CEOs Shift Workforce Toward Mid- and Senior-Level Roles

More than 40% of chief executives say they plan to cut junior roles over the next one to two years and shift hiring toward mid-level and senior positions, according to a global Oliver Wyman survey reported by Bloomberg and Fortune. The survey found only 17% of CEOs plan to increase junior roles, a reversal from a year earlier. Sources in the coverage link the shift to generative AI's ability to automate many routine tasks, for example, writing code at a junior developer level or evaluating sales leads, while attributing judgment and contextual decision-making to experienced staff, per Fortune and Bloomberg. The reporting also cites a Harvard study showing firms adopting generative AI reduced junior positions, a Stanford study finding young workers 16% more likely to lose jobs in AI-exposed fields, and an IBM announcement that it plans to triple US entry-level hiring this year.
What happened
More than 40% of CEOs say they plan to cut junior roles over the next one to two years and shift their workforce mix toward mid-level and senior positions, while only 17% plan to increase junior roles, according to a global Oliver Wyman survey reported by Bloomberg and Fortune. John Romeo, who leads the Oliver Wyman Forum research arm, is quoted saying, "It's those mid- and senior-level employees that CEOs are now looking at to drive productivity," in coverage by Bloomberg and Fortune. The reporting links this hiring tilt to tasks that generative AI and agentic systems can perform, such as writing code at junior-developer level and evaluating sales leads, a point raised by labor experts in the articles.
Technical details
Fortune and Bloomberg report that the rationale in interviews and commentary centers on the distinction between routine, automatable work and experience-driven judgment. A Harvard study cited in the coverage found firms adopting generative AI reduced junior-level positions while keeping senior employment largely stable. A Stanford study reported in the coverage estimated that young workers were 16% more likely to lose jobs in the most AI-exposed fields. Separately, International Business Machines Corp. told reporters in February that it plans to triple entry-level hiring in the US this year and will rewrite job descriptions for the AI era, an example highlighted in the reporting.
Industry context
Editorial analysis: Industry surveys and academic papers over the past two years show a recurring pattern where automation reduces demand for routine entry-level tasks while preserving roles that require domain judgment and experience. Firms that deploy agentic workflows often re-evaluate hiring mixes and job descriptions, creating short-term shifts in demand across career levels. Past historical episodes of technology adoption also show productivity and employment effects can take years to materialize in aggregate statistics, a theme the Fortune coverage connects to Solow's productivity paradox.
For practitioners
Editorial analysis: Data science, ML engineering, and HR practitioners should view these findings as indicators, not deterministic predictions. Changes in entry-level hiring volumes affect talent pipelines, mentorship load, and the pool of employees available to learn internal systems and governance practices. Teams building and deploying generative systems will increasingly need mid-career staff who combine domain experience with skills to supervise, validate, and integrate agent outputs into workflows. Training, documentation, and onboarding practices become more important when fewer entry-level hires are available to learn on the job.
What to watch
- •Follow releases from Oliver Wyman for methodological detail and any subsequent survey waves.
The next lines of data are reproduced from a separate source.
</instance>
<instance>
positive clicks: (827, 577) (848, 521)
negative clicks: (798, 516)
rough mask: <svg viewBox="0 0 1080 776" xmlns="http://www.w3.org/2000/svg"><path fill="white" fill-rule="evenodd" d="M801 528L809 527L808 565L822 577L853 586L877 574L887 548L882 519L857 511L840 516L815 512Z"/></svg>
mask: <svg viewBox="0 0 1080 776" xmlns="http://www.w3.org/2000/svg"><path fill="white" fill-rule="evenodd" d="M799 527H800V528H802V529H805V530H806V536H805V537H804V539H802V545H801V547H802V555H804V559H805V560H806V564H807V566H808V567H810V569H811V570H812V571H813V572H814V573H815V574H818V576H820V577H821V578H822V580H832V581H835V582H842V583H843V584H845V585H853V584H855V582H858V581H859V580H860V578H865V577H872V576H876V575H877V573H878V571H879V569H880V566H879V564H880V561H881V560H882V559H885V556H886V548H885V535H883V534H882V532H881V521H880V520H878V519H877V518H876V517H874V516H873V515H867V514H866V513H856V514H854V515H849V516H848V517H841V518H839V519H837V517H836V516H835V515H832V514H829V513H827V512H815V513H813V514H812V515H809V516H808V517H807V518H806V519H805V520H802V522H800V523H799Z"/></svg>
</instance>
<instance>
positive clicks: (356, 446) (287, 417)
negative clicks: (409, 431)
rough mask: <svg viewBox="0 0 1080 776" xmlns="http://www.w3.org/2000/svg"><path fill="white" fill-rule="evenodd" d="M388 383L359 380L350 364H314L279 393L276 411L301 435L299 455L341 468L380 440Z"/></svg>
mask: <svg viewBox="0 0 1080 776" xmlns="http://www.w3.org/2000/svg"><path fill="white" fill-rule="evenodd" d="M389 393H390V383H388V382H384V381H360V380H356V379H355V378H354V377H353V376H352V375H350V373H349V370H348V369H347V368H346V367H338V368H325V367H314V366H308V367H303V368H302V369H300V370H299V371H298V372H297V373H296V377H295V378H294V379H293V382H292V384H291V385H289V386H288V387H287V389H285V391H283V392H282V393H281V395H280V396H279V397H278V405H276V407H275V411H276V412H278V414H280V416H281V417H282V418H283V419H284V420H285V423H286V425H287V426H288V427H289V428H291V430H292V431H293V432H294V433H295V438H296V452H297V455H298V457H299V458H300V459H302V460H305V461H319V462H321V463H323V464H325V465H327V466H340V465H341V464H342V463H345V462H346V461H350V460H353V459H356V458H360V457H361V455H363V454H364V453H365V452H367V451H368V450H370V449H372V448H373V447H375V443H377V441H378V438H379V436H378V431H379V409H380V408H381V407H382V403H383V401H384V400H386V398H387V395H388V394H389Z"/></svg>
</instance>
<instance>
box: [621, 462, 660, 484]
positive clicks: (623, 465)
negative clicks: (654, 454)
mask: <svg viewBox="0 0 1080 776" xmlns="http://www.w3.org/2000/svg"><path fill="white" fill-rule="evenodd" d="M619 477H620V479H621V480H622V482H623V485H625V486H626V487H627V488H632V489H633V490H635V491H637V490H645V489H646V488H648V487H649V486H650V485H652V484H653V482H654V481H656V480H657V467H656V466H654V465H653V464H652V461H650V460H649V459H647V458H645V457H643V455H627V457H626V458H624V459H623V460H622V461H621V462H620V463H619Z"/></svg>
- •Monitor hiring announcements from large employers such as IBM for counterexamples or different strategies.
- •Track follow-up academic work from Harvard and Stanford measuring employment outcomes by cohort and industry exposure to AI.
- •Watch labor-market indicators for early-career cohorts in AI-exposed occupations, including hiring rates and internship availability.
Limitations in the reporting
The coverage relies on survey responses and early academic analyses; survey responses report intent and short-term plans and do not alone prove long-term employment outcomes. Several articles warn the shift could create future shortages of experienced workers, a claim attributed in the pieces to experts at Oliver Wyman rather than presented as an established outcome.
Scoring Rationale
The story synthesizes a major consulting survey and academic research tying generative-AI adoption to shifts in hiring composition. It matters for practitioners because it affects talent pipelines, onboarding, and governance needs, but it is not a single paradigm-shifting technology release.